It is currently unclear whether TLS:CHOP inhibits differentiation of adipogenic committed precursors or commits mesenchymal precursors to an adipogenic differentiation program that is incapable of being completed. Given our previous demonstration that MRCLS corresponds to moderately differentiated MSCs differentiating along the adipocytic lineage (7), we sought to determine the baseline adipocytic differentiation of 52 genes in mouse TLS:CHOP-expressing tumors, using a high-throughput quantitative RT-PCR platform (Figure 3D and Supplemental Table 4). MSCs were extracted and RNA isolated from either WT, p53null, or pTCp53null mice (Supplemental Figure 5) at approximately 8 weeks of age. Based on the 79 adipocytic gene differentiation set previously described by us (7) for differentiating human MSCs, we here focused specifically on genes with direct mouse homologs (56 of 79) and for which quantitative RT-PCR primers/conditions could be worked out (52 of 56). Of the 52 adipocytic genes examined herein, 17 (33%) had significantly higher levels in pTCp53 tumors than in bone marrow–derived MSCs from WT mice or in p53 tumors; only 1 gene, KRT18, showed repeatedly lower levels in pTCp53 mice. This observation was in agreement with the overall pattern of baseline adipocytic differentiation (and thus loss of epithelial markers) seen in even the untreated tumors of pTCp53 mice. Thus, as we observed previously in human MRCLS (7), expression of TLS:CHOP in our mouse model at baseline promoted adipocytic differentiation.

We next examined the effect of treating mice with ET-743 and RSG using the above-described adipocytic gene expression panel (Figure 3E). Mice were left untreated or treated as described above (n = 10 per group) for 4 weeks from initial tumor observation and then sacrificed, after which tumor RNA was recovered and analyzed via RT-PCR for relative expression. Treatment with ET-743 directly increased the expression pattern of some adipocytic genes dramatically (e.g., COL11A1); for others, partial increases were observed that were enhanced in the presence of RSG (e.g., FABP4). However, no gene expression increased with RSG alone. These data support the in vivo response data (Figure 3A); together, they suggest that RSG as a single agent cannot initiate an adipocytic program in MRCLS, but can accelerate an adipocytic differentiation program initiated by ET-743. This is also consistent with the data in Figure 3B, which demonstrated that only ET-743 initiated downregulation of TLS:CHOP, and RSG further enhanced the effect.

ET-743 induces CEBPα alone, and ET-743 in conjunction with RSG induces PPARγ.

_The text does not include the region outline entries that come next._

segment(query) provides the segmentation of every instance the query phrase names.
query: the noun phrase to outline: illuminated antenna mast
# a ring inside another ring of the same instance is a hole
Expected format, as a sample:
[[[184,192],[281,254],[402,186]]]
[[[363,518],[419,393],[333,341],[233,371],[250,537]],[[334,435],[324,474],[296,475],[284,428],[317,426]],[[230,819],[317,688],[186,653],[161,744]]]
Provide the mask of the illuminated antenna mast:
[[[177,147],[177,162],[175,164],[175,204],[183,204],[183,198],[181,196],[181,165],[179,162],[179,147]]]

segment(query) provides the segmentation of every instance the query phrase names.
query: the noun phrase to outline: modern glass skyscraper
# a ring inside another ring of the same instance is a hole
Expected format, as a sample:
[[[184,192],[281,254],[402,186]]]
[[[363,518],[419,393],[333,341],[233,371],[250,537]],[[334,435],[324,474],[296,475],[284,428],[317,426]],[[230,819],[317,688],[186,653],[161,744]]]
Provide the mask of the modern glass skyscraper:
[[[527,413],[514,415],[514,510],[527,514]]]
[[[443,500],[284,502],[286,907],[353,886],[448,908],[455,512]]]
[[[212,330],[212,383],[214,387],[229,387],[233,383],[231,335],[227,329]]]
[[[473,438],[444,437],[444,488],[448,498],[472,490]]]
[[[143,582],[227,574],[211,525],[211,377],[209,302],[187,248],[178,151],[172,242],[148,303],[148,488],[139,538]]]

The above data suggested that TLS:CHOP both promotes adipocytic differentiation (as TLS:CHOP-expressing sarcomas were histologically more fatty and had more and higher expression of adipocytic genes) and simultaneously suppresses it (as treatment with ET-743 and PPARγ decreased TLS:CHOP and allowed for further adipocytic development). To better understand the effect of TLS:CHOP in giving rise to sarcomas, we isolated sarcoma precursors (i.e., MSCs; refs. 6, 26–28) from the bone marrow of sarcoma-developing pTCp53null mice (with confirmed TLS:CHOP expression; see Supplemental Figure 5) and further cultured them in the presence of adipocytic differentiation medium (ADM), either alone or in combination with RSG (1 μM), ET-743 (1 nM), or both ET-743 and RSG. Neither ADM nor ADM plus RSG induced any noticeable adipocytic differentiation, as assayed via Oil Red O staining for fat formation. However, ADM plus ET-743 induced some degree of adipocytic differentiation, an effect that was greatly enhanced when RSG was added to the combination of ADM and ET-743 (Figure 4A). IHC staining for PPARγ and CEBPα showed that ADM plus ET-743 induced only CEBPα, but not PPARγ, whereas ADM plus RSG did not induce CEBPα or PPARγ. However, the combination of ADM, ET-743, and PPARγ in these sarcoma precursors was able to induce both CEBPα and PPARγ (Figure 4A). Notably, PPARγ showed a mixed cytoplasmic/nuclear pattern, characteristic of an activated PPARγ pathway (29). Taken together, these data suggest that RSG is able to induce PPARγ expression only in the presence of ET-743–induced CEBPα.

Figure 4. ET-743 alone induces CEBPα, and ET-743 in conjunction with RSG induces PPARγ.

Figure 4

(A) MSCs from pTCp53null mice were treated with ET-743 or RSG in addition to ADM for 21 days. Drugs were changed with medium every 3 days. At the end of 21 days, cells were either stained with Oil Red O (to visualize lipid deposition) or analyzed via IHC for CEBPα and PPARγ expression. Original magnification, ×100 (Oil Red O); ×200 (IHC); ×1,000 (inset). (B) MSCs from pTCp53null and p53null mice were transfected with reporter assays for CEBPα and PPARγ after 21 days of differentiation as in A. Values denote average of 3 replicate experiments (see Methods).

To validate these IHC observations, we transfected MSCs from pTCp53null mice separately with transcriptional reporter vectors for CEBPα and PPARγ and treated them as described above. Treatment with ADM plus ET-743 caused CEBPα induction, whereas combination treatment with ADM, ET-743, and RSG resulted in induction of PPARγ and CEBPα, in agreement with the IHC data. Of note, MSCs from p53null mice showed no changes in these genes after identical treatment (Figure 4B).

MicroRNA patterns in TLS:CHOP tumors relate to stage of differentiation.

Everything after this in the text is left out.